If you are looking for your next vampire fix (move over Twilight!) then look no further than Fledgling by Octavia E. Butler. The novel follows Shori Matthews, who appears to be a ten-year-old African-American child, but is actually a fifty-three-year-old vampire. Subverting the stereotypical white masculine vampire, Butler creates a Black, female main character who co-exists with humans. As Shori tries to uncover who she is, she is also subject to racism, speciesism and loss of agency, all whilst avoiding mysterious assassins. Regardless of whether you deem yourself a horror enthusiast or not, classic novels such as Beloved and Fledgling are a great way to understand and engage with the genre. While these are both great places to start if you are looking to understand the genesis of the Black horror genre, there are several contemporary examples.
So why not read Tananarive Due’s novel The Good House? The story follows Angela Toussaint, who journeys back to her family home in which her son had committed suicide. But there she finds an invisible, evil force wreaking havoc on the locals and driving them to violence. The character-focused novel and consideration of family, grief and heritage make this novel an equally stellar read.
And finally, Let’s Play White by Chesya Burke, a horror anthology that looks at issues of race, privilege and power. There are eleven stories in the collection, making it a less daunting introduction into the horror genre. Burke aptly muses: "human is many different things all at once,” a truth which the collection embodies as it considers the African-American experience.
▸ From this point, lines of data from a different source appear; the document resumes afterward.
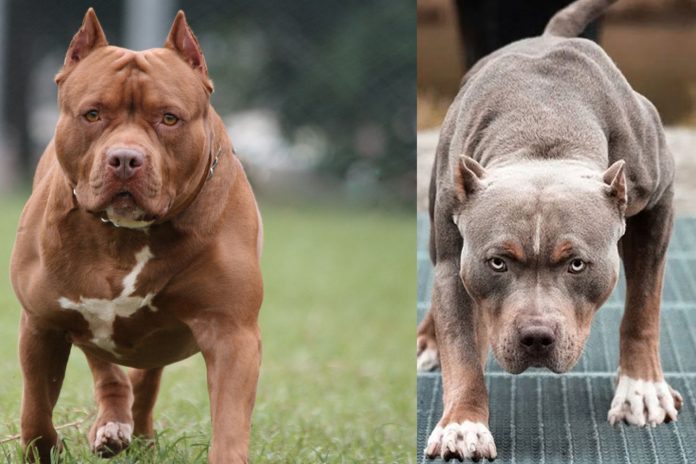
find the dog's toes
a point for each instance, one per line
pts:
(112, 438)
(641, 402)
(468, 440)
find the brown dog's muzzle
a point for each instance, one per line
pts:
(124, 163)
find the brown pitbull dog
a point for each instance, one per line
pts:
(548, 169)
(140, 245)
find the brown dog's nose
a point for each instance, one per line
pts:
(537, 340)
(125, 162)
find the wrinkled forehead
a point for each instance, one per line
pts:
(541, 216)
(114, 77)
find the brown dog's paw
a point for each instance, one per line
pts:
(642, 402)
(112, 438)
(427, 357)
(468, 440)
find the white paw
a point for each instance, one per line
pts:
(461, 441)
(427, 360)
(641, 402)
(111, 438)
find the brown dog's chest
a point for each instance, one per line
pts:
(122, 313)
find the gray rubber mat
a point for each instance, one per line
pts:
(541, 417)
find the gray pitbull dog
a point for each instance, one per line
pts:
(549, 169)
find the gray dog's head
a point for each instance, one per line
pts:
(540, 254)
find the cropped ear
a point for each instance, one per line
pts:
(182, 40)
(88, 37)
(615, 178)
(467, 177)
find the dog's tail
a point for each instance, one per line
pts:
(573, 19)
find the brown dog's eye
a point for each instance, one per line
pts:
(92, 116)
(576, 266)
(497, 264)
(169, 119)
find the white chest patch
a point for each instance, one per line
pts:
(100, 313)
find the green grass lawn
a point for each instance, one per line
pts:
(337, 378)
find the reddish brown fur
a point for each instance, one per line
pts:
(205, 271)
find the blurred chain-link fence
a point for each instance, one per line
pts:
(319, 96)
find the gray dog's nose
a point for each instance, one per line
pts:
(537, 340)
(125, 162)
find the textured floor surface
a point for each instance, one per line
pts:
(540, 417)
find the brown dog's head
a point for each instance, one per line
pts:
(539, 254)
(133, 137)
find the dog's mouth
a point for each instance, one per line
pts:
(124, 211)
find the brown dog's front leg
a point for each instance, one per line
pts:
(145, 384)
(43, 355)
(462, 432)
(232, 356)
(642, 395)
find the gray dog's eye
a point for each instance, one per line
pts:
(497, 264)
(576, 266)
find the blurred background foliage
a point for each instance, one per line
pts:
(317, 95)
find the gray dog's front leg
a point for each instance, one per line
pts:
(462, 432)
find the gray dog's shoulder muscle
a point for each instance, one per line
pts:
(556, 98)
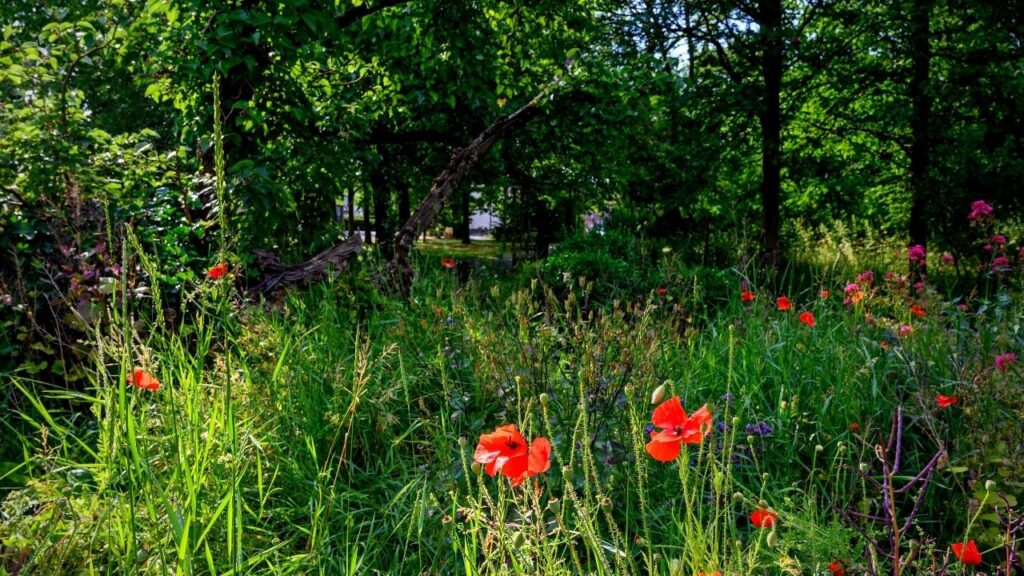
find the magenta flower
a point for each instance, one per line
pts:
(1004, 361)
(979, 210)
(916, 254)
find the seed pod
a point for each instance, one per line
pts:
(658, 395)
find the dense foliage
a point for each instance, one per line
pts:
(159, 416)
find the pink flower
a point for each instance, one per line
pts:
(979, 209)
(1004, 361)
(915, 254)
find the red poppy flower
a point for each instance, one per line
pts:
(217, 271)
(968, 553)
(506, 451)
(763, 518)
(837, 568)
(677, 428)
(142, 379)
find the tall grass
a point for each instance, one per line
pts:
(334, 435)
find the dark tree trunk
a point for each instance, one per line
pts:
(771, 127)
(382, 202)
(398, 274)
(466, 215)
(367, 224)
(351, 211)
(921, 54)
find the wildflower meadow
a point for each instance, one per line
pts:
(492, 287)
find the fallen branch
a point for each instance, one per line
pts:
(397, 275)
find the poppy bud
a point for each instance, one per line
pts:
(658, 395)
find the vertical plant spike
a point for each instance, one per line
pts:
(891, 458)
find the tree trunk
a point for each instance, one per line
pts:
(382, 201)
(771, 128)
(398, 274)
(466, 216)
(351, 211)
(921, 54)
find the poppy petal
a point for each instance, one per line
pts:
(669, 414)
(664, 451)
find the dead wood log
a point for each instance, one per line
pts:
(278, 276)
(396, 277)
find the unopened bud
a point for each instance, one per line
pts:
(658, 395)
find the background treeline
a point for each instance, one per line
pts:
(722, 125)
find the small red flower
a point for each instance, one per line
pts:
(967, 553)
(763, 518)
(677, 428)
(506, 451)
(144, 380)
(837, 568)
(217, 271)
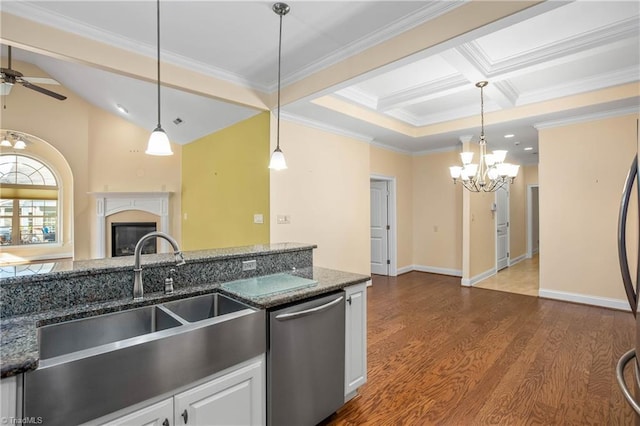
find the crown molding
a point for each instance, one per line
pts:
(384, 146)
(294, 118)
(601, 81)
(588, 117)
(423, 92)
(359, 96)
(560, 50)
(435, 151)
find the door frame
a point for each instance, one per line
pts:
(495, 225)
(529, 218)
(391, 217)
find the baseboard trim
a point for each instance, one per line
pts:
(432, 270)
(517, 259)
(470, 282)
(604, 302)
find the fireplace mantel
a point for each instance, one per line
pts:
(108, 203)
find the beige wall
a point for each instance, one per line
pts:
(325, 192)
(518, 217)
(581, 173)
(437, 213)
(393, 164)
(100, 148)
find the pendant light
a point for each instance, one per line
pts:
(277, 158)
(158, 141)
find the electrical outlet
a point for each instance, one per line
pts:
(249, 265)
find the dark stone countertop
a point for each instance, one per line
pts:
(18, 336)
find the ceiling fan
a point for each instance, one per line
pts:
(10, 77)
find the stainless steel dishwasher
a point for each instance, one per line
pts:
(305, 361)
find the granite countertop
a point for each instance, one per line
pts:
(69, 268)
(18, 337)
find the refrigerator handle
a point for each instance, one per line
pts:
(622, 236)
(622, 362)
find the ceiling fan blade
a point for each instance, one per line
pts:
(40, 80)
(43, 90)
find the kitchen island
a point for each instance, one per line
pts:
(207, 274)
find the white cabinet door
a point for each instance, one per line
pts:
(8, 392)
(356, 339)
(236, 398)
(159, 414)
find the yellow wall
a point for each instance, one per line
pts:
(581, 174)
(325, 192)
(92, 141)
(393, 164)
(225, 181)
(437, 213)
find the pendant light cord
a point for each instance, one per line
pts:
(482, 113)
(158, 56)
(279, 64)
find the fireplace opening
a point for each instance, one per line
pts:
(125, 236)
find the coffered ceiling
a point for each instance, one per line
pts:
(400, 74)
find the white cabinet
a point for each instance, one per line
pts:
(8, 393)
(356, 339)
(158, 414)
(236, 398)
(233, 397)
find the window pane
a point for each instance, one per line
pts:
(38, 221)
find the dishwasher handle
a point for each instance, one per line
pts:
(293, 315)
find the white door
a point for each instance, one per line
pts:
(502, 227)
(379, 227)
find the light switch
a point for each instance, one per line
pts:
(284, 219)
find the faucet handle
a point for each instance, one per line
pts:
(168, 282)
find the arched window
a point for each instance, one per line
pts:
(28, 201)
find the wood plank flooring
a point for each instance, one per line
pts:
(521, 278)
(442, 354)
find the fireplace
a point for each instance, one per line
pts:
(125, 236)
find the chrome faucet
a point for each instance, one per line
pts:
(137, 269)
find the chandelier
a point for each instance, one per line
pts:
(491, 172)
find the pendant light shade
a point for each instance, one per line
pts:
(277, 158)
(158, 141)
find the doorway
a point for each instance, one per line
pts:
(533, 222)
(383, 225)
(502, 228)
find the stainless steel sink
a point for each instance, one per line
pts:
(202, 307)
(72, 336)
(95, 366)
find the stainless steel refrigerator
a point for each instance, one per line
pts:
(631, 186)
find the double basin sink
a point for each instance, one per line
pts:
(94, 366)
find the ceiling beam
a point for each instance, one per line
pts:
(49, 41)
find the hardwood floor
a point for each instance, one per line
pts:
(521, 278)
(442, 354)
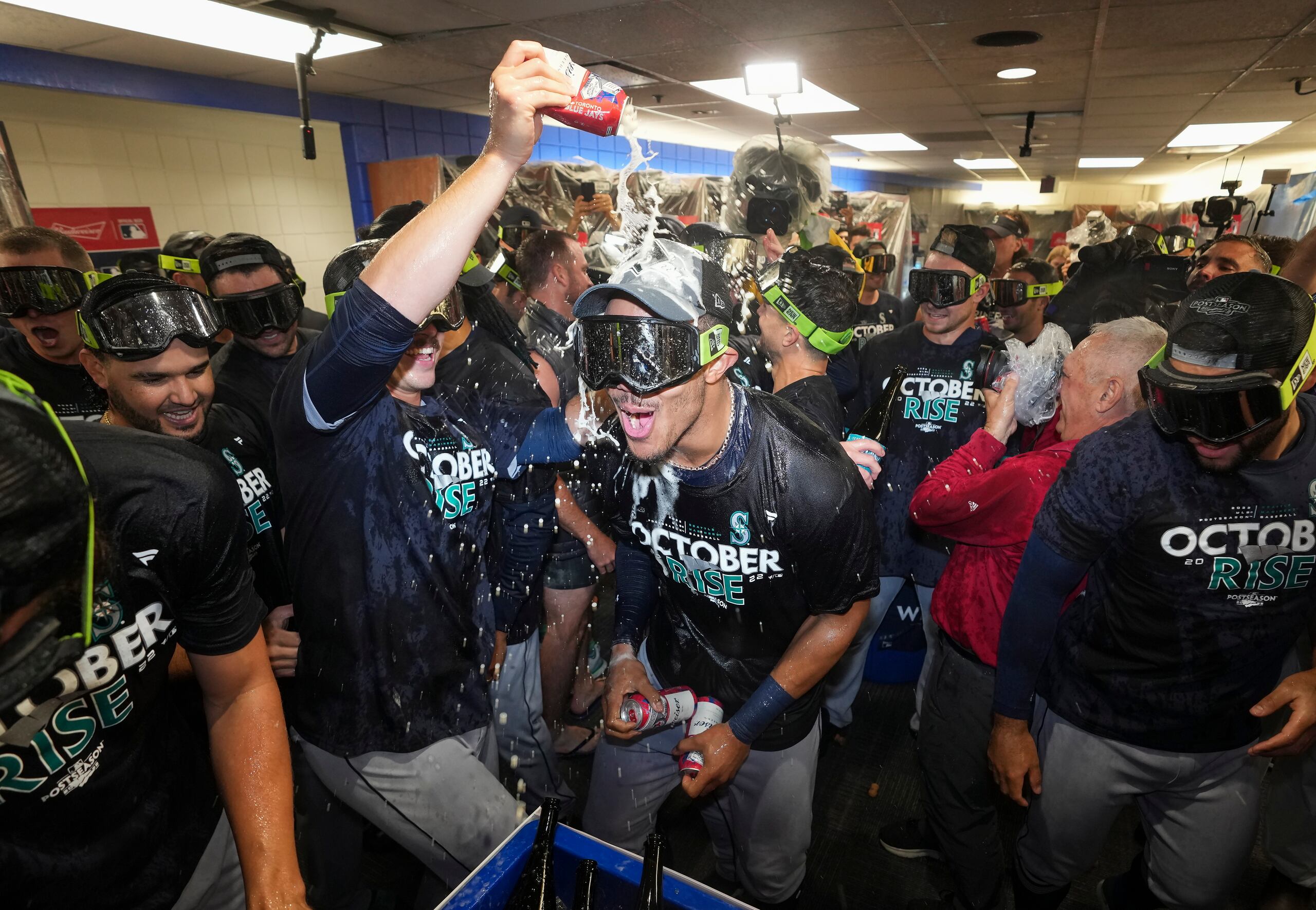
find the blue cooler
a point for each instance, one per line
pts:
(617, 880)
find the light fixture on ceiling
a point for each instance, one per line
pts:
(206, 23)
(1110, 162)
(881, 142)
(1215, 135)
(811, 99)
(986, 163)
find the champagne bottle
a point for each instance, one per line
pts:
(650, 880)
(535, 888)
(584, 885)
(875, 422)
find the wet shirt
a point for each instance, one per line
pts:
(249, 455)
(65, 387)
(936, 412)
(816, 398)
(748, 559)
(389, 509)
(111, 801)
(247, 379)
(1199, 584)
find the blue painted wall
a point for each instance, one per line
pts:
(377, 131)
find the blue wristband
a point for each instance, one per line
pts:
(764, 707)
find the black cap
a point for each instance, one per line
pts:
(1242, 321)
(1002, 225)
(241, 250)
(969, 244)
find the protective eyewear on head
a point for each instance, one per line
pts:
(250, 313)
(1012, 292)
(144, 325)
(643, 353)
(1220, 408)
(45, 288)
(944, 287)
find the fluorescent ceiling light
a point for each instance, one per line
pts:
(1110, 162)
(881, 142)
(206, 23)
(812, 99)
(773, 78)
(1216, 135)
(986, 163)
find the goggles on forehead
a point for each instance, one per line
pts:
(144, 325)
(44, 643)
(250, 313)
(645, 354)
(1012, 292)
(1220, 408)
(45, 288)
(944, 287)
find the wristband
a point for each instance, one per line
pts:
(761, 709)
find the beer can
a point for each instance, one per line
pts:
(708, 714)
(598, 106)
(674, 707)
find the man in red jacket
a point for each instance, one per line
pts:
(988, 507)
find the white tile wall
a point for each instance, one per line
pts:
(195, 168)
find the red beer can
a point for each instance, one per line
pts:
(708, 714)
(598, 106)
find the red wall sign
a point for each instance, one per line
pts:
(100, 229)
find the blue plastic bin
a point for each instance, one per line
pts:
(617, 880)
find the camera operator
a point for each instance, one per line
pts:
(1156, 681)
(988, 507)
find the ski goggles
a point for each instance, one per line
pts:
(144, 325)
(944, 287)
(1012, 292)
(45, 288)
(827, 341)
(250, 313)
(645, 354)
(1220, 408)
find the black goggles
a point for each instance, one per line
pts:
(45, 288)
(944, 287)
(1220, 408)
(144, 325)
(643, 353)
(250, 313)
(1012, 292)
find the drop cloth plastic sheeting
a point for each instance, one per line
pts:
(805, 168)
(1039, 370)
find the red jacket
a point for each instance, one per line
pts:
(989, 511)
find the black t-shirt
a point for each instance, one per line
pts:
(816, 398)
(387, 516)
(936, 413)
(237, 438)
(744, 563)
(66, 388)
(1199, 584)
(112, 803)
(247, 379)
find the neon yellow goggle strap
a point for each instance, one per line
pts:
(714, 344)
(23, 389)
(181, 265)
(828, 342)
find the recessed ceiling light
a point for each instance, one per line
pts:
(207, 24)
(1110, 162)
(986, 163)
(1239, 135)
(881, 142)
(811, 100)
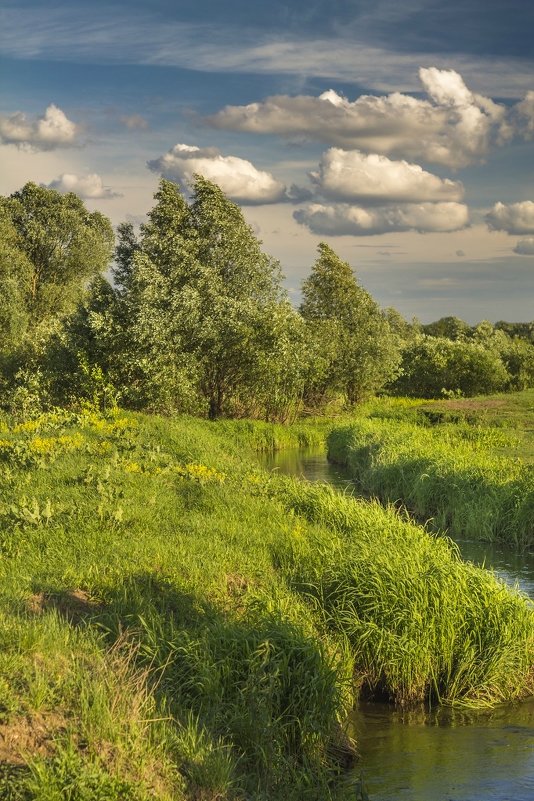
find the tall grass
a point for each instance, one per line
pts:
(450, 474)
(177, 624)
(421, 623)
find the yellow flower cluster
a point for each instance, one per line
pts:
(200, 472)
(45, 446)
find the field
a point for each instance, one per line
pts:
(460, 466)
(175, 623)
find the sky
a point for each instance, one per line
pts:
(401, 133)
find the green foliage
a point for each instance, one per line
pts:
(423, 624)
(176, 623)
(448, 475)
(64, 244)
(358, 351)
(432, 366)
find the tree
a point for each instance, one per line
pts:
(448, 327)
(200, 322)
(434, 366)
(64, 245)
(359, 351)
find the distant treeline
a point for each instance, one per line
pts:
(193, 318)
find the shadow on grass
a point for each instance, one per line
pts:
(255, 686)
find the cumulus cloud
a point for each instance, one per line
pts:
(88, 187)
(525, 116)
(514, 218)
(353, 175)
(453, 127)
(135, 122)
(50, 131)
(339, 219)
(238, 178)
(525, 247)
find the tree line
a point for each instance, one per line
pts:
(190, 315)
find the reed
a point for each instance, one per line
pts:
(450, 476)
(176, 623)
(422, 624)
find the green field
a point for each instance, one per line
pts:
(176, 623)
(463, 467)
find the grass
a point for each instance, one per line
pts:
(454, 473)
(177, 624)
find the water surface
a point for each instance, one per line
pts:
(438, 755)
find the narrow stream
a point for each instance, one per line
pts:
(440, 754)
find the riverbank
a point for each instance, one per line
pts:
(178, 623)
(446, 468)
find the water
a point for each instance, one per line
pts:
(438, 755)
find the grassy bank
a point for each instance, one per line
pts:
(177, 624)
(462, 476)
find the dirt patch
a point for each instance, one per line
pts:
(236, 584)
(73, 605)
(30, 736)
(471, 405)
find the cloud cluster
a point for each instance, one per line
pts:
(134, 122)
(525, 247)
(47, 132)
(339, 219)
(355, 176)
(237, 177)
(453, 127)
(514, 218)
(88, 187)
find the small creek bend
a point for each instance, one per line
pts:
(442, 754)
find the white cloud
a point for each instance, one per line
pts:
(525, 116)
(63, 34)
(238, 178)
(454, 127)
(135, 122)
(354, 176)
(88, 187)
(525, 247)
(50, 131)
(514, 218)
(339, 219)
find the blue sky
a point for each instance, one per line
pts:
(401, 133)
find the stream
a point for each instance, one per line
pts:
(438, 754)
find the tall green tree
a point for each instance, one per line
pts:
(201, 322)
(50, 248)
(357, 353)
(65, 244)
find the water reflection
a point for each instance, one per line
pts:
(444, 756)
(439, 755)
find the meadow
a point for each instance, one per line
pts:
(176, 623)
(463, 466)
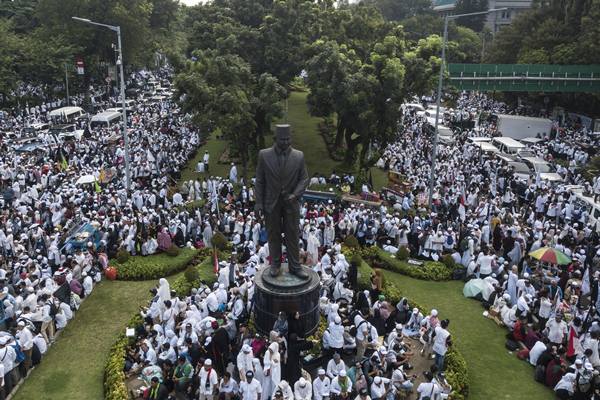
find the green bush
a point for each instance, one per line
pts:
(356, 259)
(351, 241)
(155, 266)
(457, 374)
(456, 366)
(191, 273)
(402, 254)
(429, 271)
(219, 241)
(173, 251)
(114, 375)
(202, 271)
(122, 256)
(448, 261)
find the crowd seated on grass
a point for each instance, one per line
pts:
(204, 346)
(529, 247)
(48, 262)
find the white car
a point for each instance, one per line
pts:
(540, 166)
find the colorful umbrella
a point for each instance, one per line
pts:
(551, 255)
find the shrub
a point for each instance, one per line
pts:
(456, 366)
(219, 241)
(191, 273)
(351, 241)
(122, 256)
(114, 375)
(203, 272)
(315, 338)
(457, 373)
(449, 262)
(173, 251)
(429, 271)
(402, 254)
(155, 266)
(356, 259)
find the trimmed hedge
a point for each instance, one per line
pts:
(429, 271)
(457, 374)
(114, 375)
(158, 265)
(204, 272)
(456, 367)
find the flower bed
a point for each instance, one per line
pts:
(159, 265)
(115, 387)
(456, 366)
(114, 377)
(429, 271)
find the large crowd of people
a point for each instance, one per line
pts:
(484, 216)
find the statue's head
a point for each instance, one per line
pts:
(283, 136)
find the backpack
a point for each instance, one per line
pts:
(430, 397)
(540, 373)
(511, 345)
(53, 309)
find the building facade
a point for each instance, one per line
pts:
(494, 21)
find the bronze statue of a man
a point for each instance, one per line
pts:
(281, 179)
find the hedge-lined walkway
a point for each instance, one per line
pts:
(493, 373)
(73, 368)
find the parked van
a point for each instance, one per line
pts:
(590, 206)
(508, 145)
(66, 114)
(487, 147)
(105, 119)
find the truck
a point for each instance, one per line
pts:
(520, 127)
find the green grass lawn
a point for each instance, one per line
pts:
(493, 372)
(215, 148)
(305, 137)
(73, 368)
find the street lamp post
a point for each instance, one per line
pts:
(67, 85)
(117, 29)
(439, 94)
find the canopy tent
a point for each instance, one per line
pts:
(476, 287)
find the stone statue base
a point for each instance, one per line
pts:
(289, 294)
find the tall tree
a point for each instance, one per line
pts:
(396, 10)
(475, 22)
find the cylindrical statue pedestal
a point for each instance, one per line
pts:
(289, 294)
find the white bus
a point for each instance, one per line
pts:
(66, 114)
(508, 145)
(105, 119)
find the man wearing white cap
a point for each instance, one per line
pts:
(335, 366)
(208, 381)
(7, 361)
(244, 361)
(302, 390)
(25, 339)
(378, 390)
(321, 386)
(333, 337)
(341, 385)
(250, 389)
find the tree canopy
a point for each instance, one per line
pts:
(39, 37)
(358, 64)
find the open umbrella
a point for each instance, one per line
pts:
(551, 255)
(478, 286)
(86, 179)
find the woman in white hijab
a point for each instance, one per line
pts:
(164, 291)
(272, 368)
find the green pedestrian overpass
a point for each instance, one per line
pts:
(525, 77)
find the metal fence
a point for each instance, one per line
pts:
(525, 77)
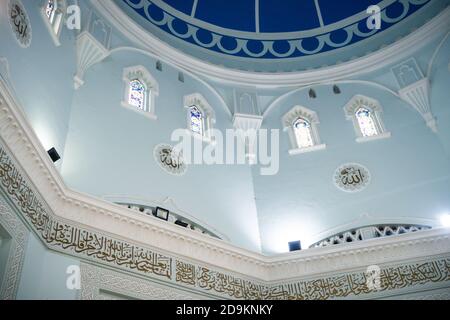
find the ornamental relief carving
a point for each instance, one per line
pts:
(19, 239)
(20, 23)
(92, 245)
(352, 177)
(169, 160)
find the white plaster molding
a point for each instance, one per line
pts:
(197, 99)
(22, 29)
(389, 55)
(209, 116)
(151, 86)
(384, 135)
(95, 279)
(418, 96)
(288, 125)
(54, 27)
(89, 53)
(81, 209)
(249, 125)
(19, 239)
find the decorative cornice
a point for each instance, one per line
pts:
(18, 245)
(395, 52)
(211, 38)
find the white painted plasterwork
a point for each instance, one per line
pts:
(20, 23)
(96, 280)
(375, 108)
(19, 239)
(209, 116)
(169, 160)
(352, 177)
(288, 125)
(151, 86)
(418, 96)
(89, 52)
(389, 55)
(55, 23)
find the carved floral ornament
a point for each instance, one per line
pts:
(20, 23)
(352, 177)
(169, 160)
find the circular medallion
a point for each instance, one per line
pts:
(169, 160)
(352, 177)
(20, 23)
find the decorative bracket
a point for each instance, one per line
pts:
(248, 125)
(89, 52)
(418, 96)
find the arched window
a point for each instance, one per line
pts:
(365, 114)
(200, 116)
(53, 13)
(196, 117)
(366, 122)
(303, 134)
(302, 126)
(141, 90)
(137, 94)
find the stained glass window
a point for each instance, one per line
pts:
(303, 133)
(50, 10)
(137, 94)
(366, 122)
(196, 118)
But if you’re more into science-fantasy, then Nnedi Okorafor’s 2010 novel, Who Fears Death, is a superb choice. The story is set in post-apocalyptic Africa and follows the protagonist Onyesonwu, a child born into a region plagued with genocide, but in possession of spiritual powers that send her on a remarkable journey.
You can also try Victor LaValle’s The Devil in Silver, a spookier read and the tale of Pepper and his inmates at a mental institution in Queens, New York. Throughout the novel, the characters come together to fight the sinister force that stalks the halls of the hospital at night.